И тут Даренка вспомнила. Был шлях, был обоз, был дозорный разъезд. Однорукий полусотник Нагайка — или как его там? — искал лазутчика с литовской стороны. И ведь нашел. Того или нет, пока не ясно. Зато покуражился вволю. Сила-то на его стороне. Начал с Параски — она-де укрывательница. Оголил бедолаху перед всеми. Спасибо, старец Фалалей за нее вступился, не то иссекли бы сестрицу ни за что, ни про что. А после настал Даренкин черед. Закрыла она татку собой. Других-то защитников у него нет, потому как бобыль[225]. За это Даренку и оглоушили. До сих пор голова медным звоном полна.
— Батичку, — с надеждой позвала она. — Ти тут чи ни?
В ответ пугающее безмолвие.
— А ще будь-хто е?[226]
Снова молчание.
— Невже[227] я ув ним склепи одна?
— Одна-а-а… — откликнулись стены.
И правда склеп. Тесный, беспросветный, удушливый.

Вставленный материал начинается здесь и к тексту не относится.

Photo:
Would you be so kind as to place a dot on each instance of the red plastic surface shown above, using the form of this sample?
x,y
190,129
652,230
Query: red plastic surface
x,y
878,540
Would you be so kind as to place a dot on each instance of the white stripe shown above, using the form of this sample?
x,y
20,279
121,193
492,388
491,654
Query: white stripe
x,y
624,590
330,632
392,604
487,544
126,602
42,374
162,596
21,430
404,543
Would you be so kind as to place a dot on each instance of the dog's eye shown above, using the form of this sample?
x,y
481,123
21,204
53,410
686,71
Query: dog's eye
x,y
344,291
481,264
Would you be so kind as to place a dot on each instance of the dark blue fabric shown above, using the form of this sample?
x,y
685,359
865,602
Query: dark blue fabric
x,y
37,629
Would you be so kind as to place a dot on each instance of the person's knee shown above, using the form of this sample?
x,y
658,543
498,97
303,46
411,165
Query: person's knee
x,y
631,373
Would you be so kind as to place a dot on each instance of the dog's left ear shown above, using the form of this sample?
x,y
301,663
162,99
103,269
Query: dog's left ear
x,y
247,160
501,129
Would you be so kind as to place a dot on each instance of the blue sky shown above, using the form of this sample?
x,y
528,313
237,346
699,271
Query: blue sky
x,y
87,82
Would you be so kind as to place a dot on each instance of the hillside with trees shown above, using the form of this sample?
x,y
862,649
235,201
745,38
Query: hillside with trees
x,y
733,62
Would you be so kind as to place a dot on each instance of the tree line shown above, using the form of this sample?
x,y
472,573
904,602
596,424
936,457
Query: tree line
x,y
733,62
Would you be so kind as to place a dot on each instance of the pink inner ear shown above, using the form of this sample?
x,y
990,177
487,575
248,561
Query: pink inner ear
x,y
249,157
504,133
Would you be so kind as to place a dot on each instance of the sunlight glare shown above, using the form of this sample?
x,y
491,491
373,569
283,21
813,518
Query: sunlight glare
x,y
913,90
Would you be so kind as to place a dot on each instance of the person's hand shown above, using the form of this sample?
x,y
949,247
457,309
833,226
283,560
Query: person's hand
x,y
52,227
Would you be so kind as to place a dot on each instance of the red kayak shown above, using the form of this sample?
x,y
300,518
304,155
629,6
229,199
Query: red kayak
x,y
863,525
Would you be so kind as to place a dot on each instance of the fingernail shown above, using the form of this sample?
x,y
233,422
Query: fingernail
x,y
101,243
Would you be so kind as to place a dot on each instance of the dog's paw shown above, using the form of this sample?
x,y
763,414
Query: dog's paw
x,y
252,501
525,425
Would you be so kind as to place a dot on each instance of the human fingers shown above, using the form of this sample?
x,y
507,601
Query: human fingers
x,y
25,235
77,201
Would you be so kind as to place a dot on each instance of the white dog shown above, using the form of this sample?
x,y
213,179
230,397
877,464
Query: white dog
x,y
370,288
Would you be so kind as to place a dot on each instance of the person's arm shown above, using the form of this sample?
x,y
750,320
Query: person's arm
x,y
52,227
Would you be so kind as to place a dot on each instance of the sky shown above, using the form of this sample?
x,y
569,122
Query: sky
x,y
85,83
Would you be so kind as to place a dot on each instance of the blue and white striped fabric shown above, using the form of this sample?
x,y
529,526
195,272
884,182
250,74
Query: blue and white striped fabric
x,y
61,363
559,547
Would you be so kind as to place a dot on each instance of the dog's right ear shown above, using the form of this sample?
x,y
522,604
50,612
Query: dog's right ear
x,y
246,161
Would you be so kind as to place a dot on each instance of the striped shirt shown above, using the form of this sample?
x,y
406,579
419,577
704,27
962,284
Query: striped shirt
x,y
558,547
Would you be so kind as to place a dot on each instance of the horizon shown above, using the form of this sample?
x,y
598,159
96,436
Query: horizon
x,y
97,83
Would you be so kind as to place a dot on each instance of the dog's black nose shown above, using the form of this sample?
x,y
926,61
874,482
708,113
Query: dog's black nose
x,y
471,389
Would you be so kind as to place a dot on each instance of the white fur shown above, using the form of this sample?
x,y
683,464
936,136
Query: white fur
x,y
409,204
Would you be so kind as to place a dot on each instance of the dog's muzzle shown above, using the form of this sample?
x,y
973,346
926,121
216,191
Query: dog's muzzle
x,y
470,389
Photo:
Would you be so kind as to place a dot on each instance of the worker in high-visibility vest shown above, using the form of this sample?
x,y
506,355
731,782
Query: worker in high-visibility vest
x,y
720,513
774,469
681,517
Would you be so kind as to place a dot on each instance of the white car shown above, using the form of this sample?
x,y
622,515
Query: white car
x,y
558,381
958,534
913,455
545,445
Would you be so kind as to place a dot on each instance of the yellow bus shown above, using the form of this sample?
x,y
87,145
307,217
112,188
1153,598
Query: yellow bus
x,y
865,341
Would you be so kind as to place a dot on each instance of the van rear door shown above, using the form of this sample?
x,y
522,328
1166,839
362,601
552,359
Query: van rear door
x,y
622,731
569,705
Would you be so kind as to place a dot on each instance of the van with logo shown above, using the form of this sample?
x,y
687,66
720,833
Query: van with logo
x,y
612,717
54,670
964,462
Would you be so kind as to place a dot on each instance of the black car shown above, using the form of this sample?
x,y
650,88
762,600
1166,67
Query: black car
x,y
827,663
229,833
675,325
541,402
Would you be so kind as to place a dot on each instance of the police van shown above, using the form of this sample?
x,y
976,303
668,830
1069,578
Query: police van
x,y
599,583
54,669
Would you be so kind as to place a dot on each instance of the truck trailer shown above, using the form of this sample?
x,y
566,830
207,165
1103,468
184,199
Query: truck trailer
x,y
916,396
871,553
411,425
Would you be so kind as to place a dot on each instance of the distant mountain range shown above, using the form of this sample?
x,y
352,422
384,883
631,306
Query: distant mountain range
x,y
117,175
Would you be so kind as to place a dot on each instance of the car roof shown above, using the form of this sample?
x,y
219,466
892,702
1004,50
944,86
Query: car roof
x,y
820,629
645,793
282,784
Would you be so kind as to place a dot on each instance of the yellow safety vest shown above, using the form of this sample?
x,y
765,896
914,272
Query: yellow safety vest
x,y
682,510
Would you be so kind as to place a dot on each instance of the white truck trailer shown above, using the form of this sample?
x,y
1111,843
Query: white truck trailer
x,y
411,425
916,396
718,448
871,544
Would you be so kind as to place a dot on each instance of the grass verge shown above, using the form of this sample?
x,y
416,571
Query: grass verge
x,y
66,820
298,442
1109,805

Даренка ощупала под собою кутник[228]. Соломенная подстилка на нем до того слежалась, что стала похожа на истертую подошву. Стены собраны из обугленных бревен, чтобы тлен их не брал. А может, сруб обожгли после, когда в нем вязни[229]стали сидеть?.. Или вместе с ними…
Даренка отогнала от себя жуткое предположение. Не о том ей надо думать сейчас. Не о том!
Она заставила себя встать и, придерживаясь за осыпающиеся трухой бревна, двинулась от стены к стене. Неожиданно вперилась лицом в холодные железа. Они свисали из-под потолка. Потрогала — цепь. Сверху — кольцо, вмурованное в камень, снизу — деревянные колодки. Значит, страхи ее не напрасны: склеп-то пыточный.
— Ой же ж, мамочки мои! — вырвался из груди скулящий плач. — И що за халепа[230] на мою бидолашнюю голову? Пани скубутся, а нам страждати… Зовсим пропала…
Но плачем делу не поможешь. Кое-как успокоившись, пошла дальше. Вот и дверь. Скобы на ней нет, ухватиться не за что. Слепилась с косяком, не оставив ни щелочки!
Даренка стукнула в тесовую запону. Она отозвалась глухо, будто отсырела. Стукнула сильней, звука не прибавилось. В такую хоть ногами колоти, не то что кулаками…
Отчаявшись достучаться до стражников, Даренка бессильно присела на корточки. Будто в холодную воду, опустила оббитые руки в текучую колоземицу. До нее не сразу дошло, что она сочится из-под двери. А вместе с нею зыбкий, едва различимый свет.
От волнения у Даренки во рту пересохло. Она сунула пальцы под створу. Не лезут. Повела ими в одну, потом в другую сторону. Нашла едва ощутимый выступ. Потянула за него… И произошло чудо: дверь легко отворилась.